DWF v DNF & another [2023] KEHC 1142 (KLR) | Guardianship Of Minors | Esheria

DWF v DNF & another [2023] KEHC 1142 (KLR)

Full Case Text

DWF v DNF & another (Civil Appeal E073 of 2022) [2023] KEHC 1142 (KLR) (Civ) (10 February 2023) (Judgment)

Neutral citation: [2023] KEHC 1142 (KLR)

Republic of Kenya

In the High Court at Nairobi (Milimani Law Courts)

Civil

Civil Appeal E073 of 2022

DKN Magare, J

February 10, 2023

Between

DWF

Appellant

and

DNF

1st Respondent

JWF

2nd Respondent

Judgment

1. The Appellant filed this appeal against her aging parents over the guardianship of their daughter SWF, a minor born on 7/9/2006. The Respondents attended court and supported the application. I also note that although the parties proceeded under section 102 of the children’s Act 2001, the same was repealed on 26/7/2022 upon the coming into force of the children’s Act, No 29 of 2022.

2. The decision was made on 28/6/20212 by Honourable J Kibosia, principal Magistrate, a terse one line ruling. This necessitated this Appeal. However, between the delivery of the Ruling and the filing of the Appeal the new children’s act came into force. Being a matter relating to children, I shall use the most favourable law to the minor. This is because in terms of rights any expansion or declaration of a right, especially to children applies and is non derogable.

3. I have been called upon to overturn the decision of the lower court declining guardianship of a minor aged 15 years. The appellant is the eldest blood sister of the minor herein. Both parents are alive but their condition is another story.

4. The new act has introduced various new rights and responsibilities. Under section 114 of the Children’s Act, the statute has introduced powers to order maintenance by any other person including a step parent. What the law has done is to increase the basket of rights enjoyable by the children, for their best interest.

5. Further, section 115 of the Children’s Act, 2022 now provides for custody to be granted to any other person other than the parents. The act has extended the role of relatives including grandparents. Further, under section 150 (2) of the Children’s Act, the law now provides for protection of children in need of care and protection through making of guardianship order.

6. I have seen the medical reports filed in this matter. I also listened to the parties. The situation the minor is in is not impressive.

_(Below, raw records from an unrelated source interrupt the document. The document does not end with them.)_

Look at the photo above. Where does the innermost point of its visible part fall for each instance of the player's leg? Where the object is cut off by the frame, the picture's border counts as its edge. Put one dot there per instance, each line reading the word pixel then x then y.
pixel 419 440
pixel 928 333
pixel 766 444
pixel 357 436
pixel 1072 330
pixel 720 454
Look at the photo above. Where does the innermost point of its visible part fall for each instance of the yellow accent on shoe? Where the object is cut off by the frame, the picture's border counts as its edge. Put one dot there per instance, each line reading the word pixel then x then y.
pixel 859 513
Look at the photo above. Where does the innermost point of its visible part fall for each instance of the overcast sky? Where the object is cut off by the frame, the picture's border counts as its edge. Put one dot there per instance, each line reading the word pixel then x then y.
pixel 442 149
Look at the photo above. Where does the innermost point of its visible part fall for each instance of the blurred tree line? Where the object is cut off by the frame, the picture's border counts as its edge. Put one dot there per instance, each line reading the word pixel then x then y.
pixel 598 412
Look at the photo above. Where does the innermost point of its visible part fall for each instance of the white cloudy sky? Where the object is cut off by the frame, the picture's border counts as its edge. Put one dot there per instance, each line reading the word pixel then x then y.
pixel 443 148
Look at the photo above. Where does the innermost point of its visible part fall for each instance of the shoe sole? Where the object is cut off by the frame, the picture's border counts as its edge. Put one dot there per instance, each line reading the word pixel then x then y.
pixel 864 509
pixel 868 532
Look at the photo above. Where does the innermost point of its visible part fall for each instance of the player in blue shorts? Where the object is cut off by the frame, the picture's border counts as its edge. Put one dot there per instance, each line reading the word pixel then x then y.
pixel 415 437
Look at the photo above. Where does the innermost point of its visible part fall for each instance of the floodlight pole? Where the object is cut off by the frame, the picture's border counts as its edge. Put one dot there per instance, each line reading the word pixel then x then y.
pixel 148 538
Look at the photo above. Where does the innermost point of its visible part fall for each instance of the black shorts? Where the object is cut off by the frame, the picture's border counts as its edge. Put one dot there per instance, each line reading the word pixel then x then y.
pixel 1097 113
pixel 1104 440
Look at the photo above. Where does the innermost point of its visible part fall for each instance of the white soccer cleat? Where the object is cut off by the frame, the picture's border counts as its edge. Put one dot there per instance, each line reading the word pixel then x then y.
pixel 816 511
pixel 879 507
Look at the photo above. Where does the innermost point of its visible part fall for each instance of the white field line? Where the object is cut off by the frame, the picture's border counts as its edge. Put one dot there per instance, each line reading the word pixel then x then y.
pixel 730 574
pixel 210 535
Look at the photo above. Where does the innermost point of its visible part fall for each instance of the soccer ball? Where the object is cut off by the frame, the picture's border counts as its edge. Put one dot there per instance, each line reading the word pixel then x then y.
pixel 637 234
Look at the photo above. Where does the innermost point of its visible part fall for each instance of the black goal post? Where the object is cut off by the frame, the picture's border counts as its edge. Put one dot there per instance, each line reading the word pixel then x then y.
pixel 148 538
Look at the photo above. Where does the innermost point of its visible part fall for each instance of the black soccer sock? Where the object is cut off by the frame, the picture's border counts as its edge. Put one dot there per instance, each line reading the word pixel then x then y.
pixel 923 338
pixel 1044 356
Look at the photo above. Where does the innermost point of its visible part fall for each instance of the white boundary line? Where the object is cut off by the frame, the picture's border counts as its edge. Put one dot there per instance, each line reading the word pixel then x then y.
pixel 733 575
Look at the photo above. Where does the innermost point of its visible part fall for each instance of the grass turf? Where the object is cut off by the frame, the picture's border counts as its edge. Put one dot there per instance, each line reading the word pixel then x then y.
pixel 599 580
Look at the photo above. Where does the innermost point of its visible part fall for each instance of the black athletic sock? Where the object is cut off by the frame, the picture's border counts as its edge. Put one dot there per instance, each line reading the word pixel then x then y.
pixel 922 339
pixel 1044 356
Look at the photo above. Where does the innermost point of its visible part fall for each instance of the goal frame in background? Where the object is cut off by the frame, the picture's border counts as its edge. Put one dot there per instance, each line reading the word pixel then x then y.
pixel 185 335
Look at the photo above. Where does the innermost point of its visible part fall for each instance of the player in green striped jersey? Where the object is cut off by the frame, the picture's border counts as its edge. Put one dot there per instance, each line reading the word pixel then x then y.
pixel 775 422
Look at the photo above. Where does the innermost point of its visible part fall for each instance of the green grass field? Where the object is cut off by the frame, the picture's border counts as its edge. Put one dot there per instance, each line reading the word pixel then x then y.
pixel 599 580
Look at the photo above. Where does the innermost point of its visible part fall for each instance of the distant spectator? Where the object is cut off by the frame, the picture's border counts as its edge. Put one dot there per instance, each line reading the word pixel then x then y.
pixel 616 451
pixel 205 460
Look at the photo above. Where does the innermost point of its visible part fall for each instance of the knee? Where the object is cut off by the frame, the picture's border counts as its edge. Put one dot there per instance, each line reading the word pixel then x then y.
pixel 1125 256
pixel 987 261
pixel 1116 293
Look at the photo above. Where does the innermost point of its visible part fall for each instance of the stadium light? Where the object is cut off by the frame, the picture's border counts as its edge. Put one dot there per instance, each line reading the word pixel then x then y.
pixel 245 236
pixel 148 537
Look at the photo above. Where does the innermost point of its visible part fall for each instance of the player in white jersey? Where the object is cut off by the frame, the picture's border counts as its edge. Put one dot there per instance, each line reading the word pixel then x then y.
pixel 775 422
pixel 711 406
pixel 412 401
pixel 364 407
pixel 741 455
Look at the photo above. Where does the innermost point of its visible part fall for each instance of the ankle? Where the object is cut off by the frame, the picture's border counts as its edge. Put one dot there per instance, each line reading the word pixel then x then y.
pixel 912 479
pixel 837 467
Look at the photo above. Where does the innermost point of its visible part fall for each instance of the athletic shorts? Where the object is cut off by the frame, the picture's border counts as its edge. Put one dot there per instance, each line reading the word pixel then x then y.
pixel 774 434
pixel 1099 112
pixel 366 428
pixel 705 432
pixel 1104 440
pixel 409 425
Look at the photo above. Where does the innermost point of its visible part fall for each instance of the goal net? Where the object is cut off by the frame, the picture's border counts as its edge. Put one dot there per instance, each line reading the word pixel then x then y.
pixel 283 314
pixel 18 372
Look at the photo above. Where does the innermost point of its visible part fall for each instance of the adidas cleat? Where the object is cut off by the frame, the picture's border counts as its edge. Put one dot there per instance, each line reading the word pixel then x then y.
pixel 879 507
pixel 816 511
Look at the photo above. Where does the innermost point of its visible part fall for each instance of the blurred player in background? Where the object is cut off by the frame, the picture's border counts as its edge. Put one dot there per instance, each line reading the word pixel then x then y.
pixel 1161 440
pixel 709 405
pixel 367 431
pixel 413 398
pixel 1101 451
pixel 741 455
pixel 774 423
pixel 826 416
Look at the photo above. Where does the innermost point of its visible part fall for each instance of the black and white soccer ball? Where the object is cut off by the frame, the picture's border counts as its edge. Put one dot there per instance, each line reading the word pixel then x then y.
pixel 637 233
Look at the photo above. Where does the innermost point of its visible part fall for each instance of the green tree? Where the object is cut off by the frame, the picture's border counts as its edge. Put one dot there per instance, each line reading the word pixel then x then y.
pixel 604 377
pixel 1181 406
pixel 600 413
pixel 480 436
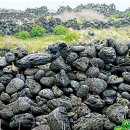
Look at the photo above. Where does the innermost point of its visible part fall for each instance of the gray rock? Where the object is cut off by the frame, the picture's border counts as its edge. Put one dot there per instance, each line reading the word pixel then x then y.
pixel 20 52
pixel 95 102
pixel 62 79
pixel 82 91
pixel 92 72
pixel 33 86
pixel 21 105
pixel 78 48
pixel 57 92
pixel 30 71
pixel 113 79
pixel 116 113
pixel 97 62
pixel 89 51
pixel 107 54
pixel 109 96
pixel 125 95
pixel 25 120
pixel 81 63
pixel 9 57
pixel 46 93
pixel 96 85
pixel 14 85
pixel 124 87
pixel 39 74
pixel 126 76
pixel 4 97
pixel 42 127
pixel 89 122
pixel 58 64
pixel 47 81
pixel 58 119
pixel 2 87
pixel 121 49
pixel 3 62
pixel 71 57
pixel 34 59
pixel 75 85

Although the applicant did not say it, there appears a case where the parents who are in dire need of medical care, prioritize their upkeep at the expense of the minor. The minor therefore requires protection. As a result I am satisfied I have powers under section 150 (2) (d) to grant guardianship, subject to the usual safeguards. These safeguards were not in the repealed Act. The magistrate was thus technically correct regarding section 102 of the repealed Act. However, the court should take cognizance of the situation, called necessary reports over the minor and make requisite orders in view of the interdict in article 53(2) of the Constitution.

7. I am alive that there is an introduction of new section 122 of the children’s ActNo. 29 of 2022 which replaces section 102 of the retired children’s Act 2001. The section provides for guardianship as doth-(1)Guardianship means a person appointed by will or deed by a parent of a child or by an order of court to assume parental responsibility over a child on the death of the parent either alone or jointly with the surviving parent of the child in accordance with the provisions of the Act.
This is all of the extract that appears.